Le souvenir de l’ami décédé est à la fois rare et récurrent dans Lint. On peut comprendre l’importance traumatique de l’accident pour le personnage principal; or, il est évoqué rarement, avec parcimonie, et est parfois même élidé. À la page 38, Jordan aperçoit une boutique au nom de « Hornslach » (le nom de famille de son ami décédé). L’association n’est que suggérée et aboutit à un repentir prostré : « Oh God, Oh God ». Il faut attendre les pages 48 et 49 pour revoir une image de Bretislav. Alors que Jordan sonne chez son ex-femme pour lui annoncer la mort de son père, une séquence de souvenirs s’amorce dans une série de cases bleues : mariage, enterrement de sa mère, mort de son père, images idéalisées de Dieu et de sa mère, etc. Comme résidu de ces pensées, le visage de Bretislav, dans une bulle bleue, se place littéralement derrière la tête de Jordan, qui détourne le regard de son propre reflet (A.26 ). À la page suivante, la même image occupe symétriquement la même position, se tenant cette fois en marge des cases. Encore une fois, rien ne semble déclencher la présence de ce souvenir désincarné, sinon peut-être une scène en voiture, alors que Jordan occupe le siège du passager, celui où son ami trouva la mort.
L, 52 (détail)
Trois pages plus loin, le souvenir se précise. Au milieu d’une discussion banale entre Jordan et sa nouvelle femme, une séquence de trois vignettes sombres montre Bretislav inanimé, immédiatement après l’accident (fig. 3.5). La seconde image s’incruste même dans une des vignettes du récit, se plaçant encore une fois derrière Jordan, comme pesant sur lui. Ici encore, il est compliqué d’identifier l’indice qui déclenche cette réminiscence. Est-ce la rêverie érotique qui précède la scène, durant laquelle Jordan se remémore sa première relation sexuelle dans la voiture qui sera ensuite accidentée?

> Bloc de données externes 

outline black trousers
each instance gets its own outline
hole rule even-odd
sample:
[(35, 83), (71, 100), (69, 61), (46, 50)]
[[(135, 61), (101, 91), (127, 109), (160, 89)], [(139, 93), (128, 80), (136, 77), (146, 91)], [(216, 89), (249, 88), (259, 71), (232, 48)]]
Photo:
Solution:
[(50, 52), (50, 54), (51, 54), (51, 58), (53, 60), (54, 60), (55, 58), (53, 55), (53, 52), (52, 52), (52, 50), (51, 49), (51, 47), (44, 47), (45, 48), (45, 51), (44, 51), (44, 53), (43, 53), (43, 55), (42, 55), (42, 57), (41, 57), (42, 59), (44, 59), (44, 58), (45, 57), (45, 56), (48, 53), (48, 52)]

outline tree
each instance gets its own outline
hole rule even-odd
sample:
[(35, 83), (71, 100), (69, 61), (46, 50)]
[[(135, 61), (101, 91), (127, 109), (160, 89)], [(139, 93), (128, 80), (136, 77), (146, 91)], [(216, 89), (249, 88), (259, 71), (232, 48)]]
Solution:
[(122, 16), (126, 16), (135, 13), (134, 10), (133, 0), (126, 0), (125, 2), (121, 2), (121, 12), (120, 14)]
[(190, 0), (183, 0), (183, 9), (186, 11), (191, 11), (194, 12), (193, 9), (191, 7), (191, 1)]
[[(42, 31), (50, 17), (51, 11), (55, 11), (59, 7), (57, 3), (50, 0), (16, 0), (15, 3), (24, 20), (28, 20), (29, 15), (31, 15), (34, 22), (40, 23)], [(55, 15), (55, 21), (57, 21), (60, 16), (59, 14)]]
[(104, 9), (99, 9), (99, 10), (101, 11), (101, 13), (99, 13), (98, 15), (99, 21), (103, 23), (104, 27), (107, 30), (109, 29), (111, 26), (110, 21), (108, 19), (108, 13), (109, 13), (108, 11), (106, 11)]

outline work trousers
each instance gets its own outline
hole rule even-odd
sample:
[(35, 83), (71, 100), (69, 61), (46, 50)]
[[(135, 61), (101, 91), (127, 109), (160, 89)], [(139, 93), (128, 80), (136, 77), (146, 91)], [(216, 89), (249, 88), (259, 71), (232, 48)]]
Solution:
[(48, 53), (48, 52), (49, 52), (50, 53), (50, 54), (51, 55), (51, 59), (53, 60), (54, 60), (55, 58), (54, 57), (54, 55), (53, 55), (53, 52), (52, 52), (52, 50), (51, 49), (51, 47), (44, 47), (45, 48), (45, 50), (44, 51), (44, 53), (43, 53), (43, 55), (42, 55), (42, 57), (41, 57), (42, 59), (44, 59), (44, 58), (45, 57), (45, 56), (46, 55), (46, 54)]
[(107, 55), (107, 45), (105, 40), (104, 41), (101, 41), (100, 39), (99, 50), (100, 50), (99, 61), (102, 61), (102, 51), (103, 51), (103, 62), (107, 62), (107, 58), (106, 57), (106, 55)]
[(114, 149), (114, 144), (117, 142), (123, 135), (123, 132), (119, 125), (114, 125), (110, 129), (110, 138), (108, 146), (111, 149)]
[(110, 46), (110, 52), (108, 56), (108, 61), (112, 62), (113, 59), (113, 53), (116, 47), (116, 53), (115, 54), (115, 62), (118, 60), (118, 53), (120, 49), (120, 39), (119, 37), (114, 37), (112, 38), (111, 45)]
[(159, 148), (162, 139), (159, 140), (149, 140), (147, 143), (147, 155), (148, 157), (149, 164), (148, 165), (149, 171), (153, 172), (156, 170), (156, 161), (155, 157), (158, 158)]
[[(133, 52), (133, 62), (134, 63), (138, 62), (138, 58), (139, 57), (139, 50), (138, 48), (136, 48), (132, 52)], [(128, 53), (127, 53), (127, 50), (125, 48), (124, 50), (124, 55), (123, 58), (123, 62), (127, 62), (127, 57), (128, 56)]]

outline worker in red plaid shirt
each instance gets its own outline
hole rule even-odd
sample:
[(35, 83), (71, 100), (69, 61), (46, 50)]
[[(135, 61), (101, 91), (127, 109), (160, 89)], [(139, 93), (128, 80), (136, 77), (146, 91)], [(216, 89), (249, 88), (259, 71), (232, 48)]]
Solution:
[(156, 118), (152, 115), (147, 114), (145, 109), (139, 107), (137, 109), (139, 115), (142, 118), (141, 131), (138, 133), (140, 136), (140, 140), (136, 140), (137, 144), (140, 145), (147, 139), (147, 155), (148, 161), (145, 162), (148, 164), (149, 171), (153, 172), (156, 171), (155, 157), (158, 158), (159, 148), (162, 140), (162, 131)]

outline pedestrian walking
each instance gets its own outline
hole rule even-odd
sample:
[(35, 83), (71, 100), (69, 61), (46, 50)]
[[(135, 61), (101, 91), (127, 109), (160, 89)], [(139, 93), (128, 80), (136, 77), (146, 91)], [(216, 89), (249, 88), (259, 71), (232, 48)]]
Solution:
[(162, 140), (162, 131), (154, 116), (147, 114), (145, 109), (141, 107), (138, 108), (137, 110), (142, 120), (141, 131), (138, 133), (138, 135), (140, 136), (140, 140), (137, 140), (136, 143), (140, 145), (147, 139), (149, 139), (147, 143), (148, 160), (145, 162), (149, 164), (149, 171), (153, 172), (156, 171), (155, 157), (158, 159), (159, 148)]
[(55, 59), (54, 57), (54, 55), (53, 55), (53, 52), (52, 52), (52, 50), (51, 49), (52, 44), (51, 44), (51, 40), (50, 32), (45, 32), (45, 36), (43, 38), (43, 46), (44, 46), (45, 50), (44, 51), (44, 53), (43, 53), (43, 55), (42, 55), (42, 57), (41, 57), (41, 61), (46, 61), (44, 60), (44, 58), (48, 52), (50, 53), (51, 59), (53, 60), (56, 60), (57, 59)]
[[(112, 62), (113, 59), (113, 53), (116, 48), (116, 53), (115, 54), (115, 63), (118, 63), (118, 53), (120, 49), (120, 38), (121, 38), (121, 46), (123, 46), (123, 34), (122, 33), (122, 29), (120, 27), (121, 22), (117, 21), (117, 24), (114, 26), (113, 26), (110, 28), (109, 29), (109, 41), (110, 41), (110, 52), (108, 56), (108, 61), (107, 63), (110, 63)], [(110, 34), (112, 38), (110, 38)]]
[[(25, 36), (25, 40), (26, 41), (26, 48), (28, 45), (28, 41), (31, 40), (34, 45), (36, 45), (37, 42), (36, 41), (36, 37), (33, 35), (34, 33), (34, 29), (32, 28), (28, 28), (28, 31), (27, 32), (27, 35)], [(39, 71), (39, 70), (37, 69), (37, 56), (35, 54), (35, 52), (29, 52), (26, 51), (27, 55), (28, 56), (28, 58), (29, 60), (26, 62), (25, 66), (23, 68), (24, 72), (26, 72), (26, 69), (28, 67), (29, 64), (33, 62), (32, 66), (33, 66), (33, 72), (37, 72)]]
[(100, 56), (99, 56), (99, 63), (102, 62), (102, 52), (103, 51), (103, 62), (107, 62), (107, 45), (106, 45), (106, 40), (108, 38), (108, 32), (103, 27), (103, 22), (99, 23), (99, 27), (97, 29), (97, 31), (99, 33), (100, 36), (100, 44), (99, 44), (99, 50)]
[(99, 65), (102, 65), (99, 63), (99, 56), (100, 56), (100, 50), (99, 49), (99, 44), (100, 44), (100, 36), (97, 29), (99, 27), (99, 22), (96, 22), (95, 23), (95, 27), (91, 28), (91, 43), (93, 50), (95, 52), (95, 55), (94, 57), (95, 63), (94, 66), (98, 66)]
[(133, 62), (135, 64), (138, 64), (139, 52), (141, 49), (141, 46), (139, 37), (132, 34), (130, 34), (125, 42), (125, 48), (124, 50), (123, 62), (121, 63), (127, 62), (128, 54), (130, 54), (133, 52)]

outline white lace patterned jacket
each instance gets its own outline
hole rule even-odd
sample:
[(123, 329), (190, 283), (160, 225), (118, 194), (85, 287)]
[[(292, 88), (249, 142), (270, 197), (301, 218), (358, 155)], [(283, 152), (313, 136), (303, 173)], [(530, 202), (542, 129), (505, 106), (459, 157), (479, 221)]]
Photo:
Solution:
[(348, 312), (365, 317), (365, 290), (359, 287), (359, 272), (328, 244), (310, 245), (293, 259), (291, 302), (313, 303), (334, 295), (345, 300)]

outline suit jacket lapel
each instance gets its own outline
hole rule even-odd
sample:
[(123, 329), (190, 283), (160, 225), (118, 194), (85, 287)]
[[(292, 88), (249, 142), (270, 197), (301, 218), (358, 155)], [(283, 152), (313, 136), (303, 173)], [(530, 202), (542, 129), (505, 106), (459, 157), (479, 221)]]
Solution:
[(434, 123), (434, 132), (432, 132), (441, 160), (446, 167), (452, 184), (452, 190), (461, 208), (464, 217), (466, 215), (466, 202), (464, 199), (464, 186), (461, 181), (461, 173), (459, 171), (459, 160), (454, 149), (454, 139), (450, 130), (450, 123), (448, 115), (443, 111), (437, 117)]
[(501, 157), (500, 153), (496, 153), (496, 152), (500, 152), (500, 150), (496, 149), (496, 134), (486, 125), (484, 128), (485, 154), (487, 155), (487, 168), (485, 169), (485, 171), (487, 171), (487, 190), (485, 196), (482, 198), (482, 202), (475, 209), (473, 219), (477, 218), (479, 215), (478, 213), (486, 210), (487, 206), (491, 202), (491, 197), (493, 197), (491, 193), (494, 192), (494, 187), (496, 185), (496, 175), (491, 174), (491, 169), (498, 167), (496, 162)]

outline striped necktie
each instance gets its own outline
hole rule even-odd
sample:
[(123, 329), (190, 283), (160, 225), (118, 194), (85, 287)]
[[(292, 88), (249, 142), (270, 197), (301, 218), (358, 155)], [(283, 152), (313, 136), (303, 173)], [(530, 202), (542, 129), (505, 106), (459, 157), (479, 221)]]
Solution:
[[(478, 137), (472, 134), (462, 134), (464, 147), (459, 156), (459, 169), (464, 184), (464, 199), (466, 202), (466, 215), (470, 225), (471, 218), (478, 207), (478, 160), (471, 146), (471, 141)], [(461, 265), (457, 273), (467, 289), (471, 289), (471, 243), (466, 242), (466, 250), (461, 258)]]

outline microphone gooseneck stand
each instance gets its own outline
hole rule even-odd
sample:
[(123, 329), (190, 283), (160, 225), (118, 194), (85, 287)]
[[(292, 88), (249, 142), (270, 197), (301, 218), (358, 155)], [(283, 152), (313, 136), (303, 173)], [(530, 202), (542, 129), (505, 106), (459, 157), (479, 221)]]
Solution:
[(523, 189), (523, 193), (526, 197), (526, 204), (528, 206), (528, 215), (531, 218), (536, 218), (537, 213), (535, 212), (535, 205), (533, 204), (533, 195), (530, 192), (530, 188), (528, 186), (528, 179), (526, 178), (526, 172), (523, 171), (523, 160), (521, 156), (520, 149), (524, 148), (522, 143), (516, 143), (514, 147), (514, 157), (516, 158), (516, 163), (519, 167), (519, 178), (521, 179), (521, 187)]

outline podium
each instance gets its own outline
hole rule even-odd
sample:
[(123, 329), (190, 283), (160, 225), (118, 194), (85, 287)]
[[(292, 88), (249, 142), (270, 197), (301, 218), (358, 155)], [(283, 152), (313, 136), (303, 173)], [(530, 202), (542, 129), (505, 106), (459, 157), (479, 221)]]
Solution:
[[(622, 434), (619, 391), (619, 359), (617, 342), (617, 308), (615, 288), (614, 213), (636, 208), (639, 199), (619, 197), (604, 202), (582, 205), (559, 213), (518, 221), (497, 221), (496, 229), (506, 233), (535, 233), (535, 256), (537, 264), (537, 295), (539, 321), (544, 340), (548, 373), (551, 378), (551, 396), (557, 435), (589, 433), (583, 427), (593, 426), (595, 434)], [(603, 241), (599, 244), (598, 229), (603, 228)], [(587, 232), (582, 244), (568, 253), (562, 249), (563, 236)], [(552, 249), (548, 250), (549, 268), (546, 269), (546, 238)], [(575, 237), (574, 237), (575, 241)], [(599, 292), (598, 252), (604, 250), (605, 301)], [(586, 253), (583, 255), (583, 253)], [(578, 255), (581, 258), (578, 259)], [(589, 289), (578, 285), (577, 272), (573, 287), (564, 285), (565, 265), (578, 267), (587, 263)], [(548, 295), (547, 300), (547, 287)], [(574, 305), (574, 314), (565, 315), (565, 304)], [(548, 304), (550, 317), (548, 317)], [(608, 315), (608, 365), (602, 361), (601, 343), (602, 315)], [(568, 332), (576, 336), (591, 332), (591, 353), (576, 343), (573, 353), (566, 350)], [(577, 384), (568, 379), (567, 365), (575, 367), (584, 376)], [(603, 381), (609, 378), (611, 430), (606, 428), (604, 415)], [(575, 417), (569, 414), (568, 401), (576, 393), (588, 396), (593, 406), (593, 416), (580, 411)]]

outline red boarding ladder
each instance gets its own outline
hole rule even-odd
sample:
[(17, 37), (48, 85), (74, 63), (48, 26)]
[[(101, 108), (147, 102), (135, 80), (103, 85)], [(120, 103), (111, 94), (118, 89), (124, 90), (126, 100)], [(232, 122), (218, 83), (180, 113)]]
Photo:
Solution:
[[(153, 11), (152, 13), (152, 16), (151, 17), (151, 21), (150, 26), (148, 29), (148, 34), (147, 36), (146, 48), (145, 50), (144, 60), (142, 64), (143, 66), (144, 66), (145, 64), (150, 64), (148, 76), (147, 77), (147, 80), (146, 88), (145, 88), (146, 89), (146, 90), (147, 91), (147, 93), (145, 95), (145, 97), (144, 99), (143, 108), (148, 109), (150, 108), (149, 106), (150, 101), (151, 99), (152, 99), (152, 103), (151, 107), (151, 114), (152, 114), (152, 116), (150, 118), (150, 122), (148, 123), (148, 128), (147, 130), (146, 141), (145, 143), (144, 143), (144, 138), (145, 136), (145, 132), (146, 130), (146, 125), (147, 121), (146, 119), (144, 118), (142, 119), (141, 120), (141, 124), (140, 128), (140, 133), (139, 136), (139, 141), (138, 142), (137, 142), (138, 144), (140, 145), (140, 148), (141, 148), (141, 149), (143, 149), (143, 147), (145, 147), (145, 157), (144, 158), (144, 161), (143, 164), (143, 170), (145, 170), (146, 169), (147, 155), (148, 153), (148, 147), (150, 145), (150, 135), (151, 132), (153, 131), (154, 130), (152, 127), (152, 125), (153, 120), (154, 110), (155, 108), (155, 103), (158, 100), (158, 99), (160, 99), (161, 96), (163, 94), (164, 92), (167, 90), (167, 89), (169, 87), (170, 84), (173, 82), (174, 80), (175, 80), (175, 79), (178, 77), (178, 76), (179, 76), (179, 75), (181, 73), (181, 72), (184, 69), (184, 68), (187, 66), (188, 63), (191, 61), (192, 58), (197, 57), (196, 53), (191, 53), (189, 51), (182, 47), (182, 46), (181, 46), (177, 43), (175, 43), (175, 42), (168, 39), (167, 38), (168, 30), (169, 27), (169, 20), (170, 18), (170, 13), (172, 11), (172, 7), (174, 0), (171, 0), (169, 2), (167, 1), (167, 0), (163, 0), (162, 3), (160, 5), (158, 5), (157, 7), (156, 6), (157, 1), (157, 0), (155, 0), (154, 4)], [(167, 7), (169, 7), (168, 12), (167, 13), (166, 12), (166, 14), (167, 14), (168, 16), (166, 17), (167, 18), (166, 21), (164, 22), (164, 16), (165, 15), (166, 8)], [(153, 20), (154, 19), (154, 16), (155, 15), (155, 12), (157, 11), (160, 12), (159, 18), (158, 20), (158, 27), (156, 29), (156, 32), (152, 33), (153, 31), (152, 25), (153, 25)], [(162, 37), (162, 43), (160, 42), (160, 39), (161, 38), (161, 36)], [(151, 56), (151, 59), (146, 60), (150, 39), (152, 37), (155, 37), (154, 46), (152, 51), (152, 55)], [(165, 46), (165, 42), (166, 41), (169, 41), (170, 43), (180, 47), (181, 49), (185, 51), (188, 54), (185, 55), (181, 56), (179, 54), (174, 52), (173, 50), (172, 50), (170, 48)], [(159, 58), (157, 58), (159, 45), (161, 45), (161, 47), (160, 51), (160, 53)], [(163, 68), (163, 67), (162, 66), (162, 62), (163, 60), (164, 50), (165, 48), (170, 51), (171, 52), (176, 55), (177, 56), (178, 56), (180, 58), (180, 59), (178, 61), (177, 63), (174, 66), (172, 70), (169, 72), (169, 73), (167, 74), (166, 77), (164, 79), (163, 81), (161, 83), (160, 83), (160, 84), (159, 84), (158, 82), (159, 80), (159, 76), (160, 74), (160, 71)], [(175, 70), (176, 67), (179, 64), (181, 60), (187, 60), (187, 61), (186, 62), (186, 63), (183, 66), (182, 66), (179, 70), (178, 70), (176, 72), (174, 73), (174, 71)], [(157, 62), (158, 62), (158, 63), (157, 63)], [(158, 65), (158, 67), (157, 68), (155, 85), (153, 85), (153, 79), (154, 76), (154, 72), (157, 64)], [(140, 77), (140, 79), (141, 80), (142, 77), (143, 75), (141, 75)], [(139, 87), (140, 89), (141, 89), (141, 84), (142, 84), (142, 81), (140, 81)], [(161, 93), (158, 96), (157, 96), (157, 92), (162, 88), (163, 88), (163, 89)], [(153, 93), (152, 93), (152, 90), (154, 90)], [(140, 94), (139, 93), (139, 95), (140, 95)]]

Bretislav ne réapparaîtra ensuite que dans les deux dernières planches du récit, alors que Jordan sombre vraisemblablement dans une folie où il confond ses souvenirs avec la réalité. Alité, il discute avec son ami décédé qui se tient assis à ses côtés, immobile et muet. À la page suivante, celle de l’agonie, Bretislav est allongé face première sur le lit (A.27 ). Jordan tente de l’en dégager. Plus haut, nous voyons Jordan, jeune, au volant de sa voiture, du point de vue du siège passager – pour la première fois du livre. Encore plus haut, Jordan revoit sa première relation amoureuse, qui connut également son dénouement dans la voiture. Le lieu intérieur de la mort de Jordan est cette voiture qui revient le hanter dans ses derniers moments. Ce faisant, Ware développe une mécanique mémorielle qui échappe à la causalité cognitiviste développée plus haut. La mémoire de Bretislav se situerait plutôt dans le refoulé que dans l’oublié. Son apparition relève davantage du surgissement que de la trouvaille. C’est un souvenir fondateur, irrépressible, auquel Jordan est soumis.